Big Brown to the Hotel I am registered at YES.  

Commercial Passenger Airline. Are You FREAKING CRAZY. O.M.F.G. NO!!!  :shock:


----------



## RalphP13

With only one broken suitcase handle, I was wondering if I was getting overly paranoid about the treatment of my stuff at the airport. ...*appparently not.*

Thank you for all the responses, and thank you for refreshing my lack of faith in the airlines.:gah:

I'll just continue to carry it on; along with my laptop, extra laptop battery, Kindel, noise canceling headphones, smart phone, GPS, charging cords, and extra batteries when indicated.:lmao::lmao:



Thanks, Ralph


----------



## Infidel

Related thread: http://www.thephotoforum.com/forum/beyond-basics/224916-air-security-questions.html


----------



## donalson

altitude604 said:


> Precisely!
> 
> I've managed to get my record bag (easily hits 60-80lb) onboard as a carry-on a number of times. Trick is not to have blood vessels bulging in your head as you hand your ticket over to the Gate Agent. lol



impressive ...

when traveling in Europe most of the airlines had limits on carry on (10kg typically) but rarely ever checked (one girl in our group who looked like she was struggling with a bulging bag had hers weighed)... the only one that was serious about it was ryan air (horrid experiance but thats another story)... but I recall another that specifically said they had no weight limit for carry on but you had to be able to get it in the overhead bin without assistance...


----------



## Infidel

RalphP13 said:


> ...I'll just continue to carry it on; along with my laptop, extra laptop battery, Kindel, noise canceling headphones, smart phone, GPS, charging cords, and extra batteries when indicated...

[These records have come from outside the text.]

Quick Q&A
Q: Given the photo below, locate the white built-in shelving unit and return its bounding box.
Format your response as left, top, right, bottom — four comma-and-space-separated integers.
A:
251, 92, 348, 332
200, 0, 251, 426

That's a lot of stuff. If it's a car GPS, consider renting one for $13/day at your destination, or get a smart phone with GPS built in. If you don't need the laptop for real work, you could ditch it and the Kindle for an iPad. Consider IEMs (in-ear monitors) instead of noise-canceling headphones...~32 dB attenuation of ambient noise, audiophoole sound quality. Just some quick ideas...you can travel much lighter if it's a priority.


----------



## kezsaj

If you want Jose to be the owner of your new camera, check it in.


----------



## Restomage

*DO NOT DO IT! The ONE time I did it I got all of my equipment stolen.*


----------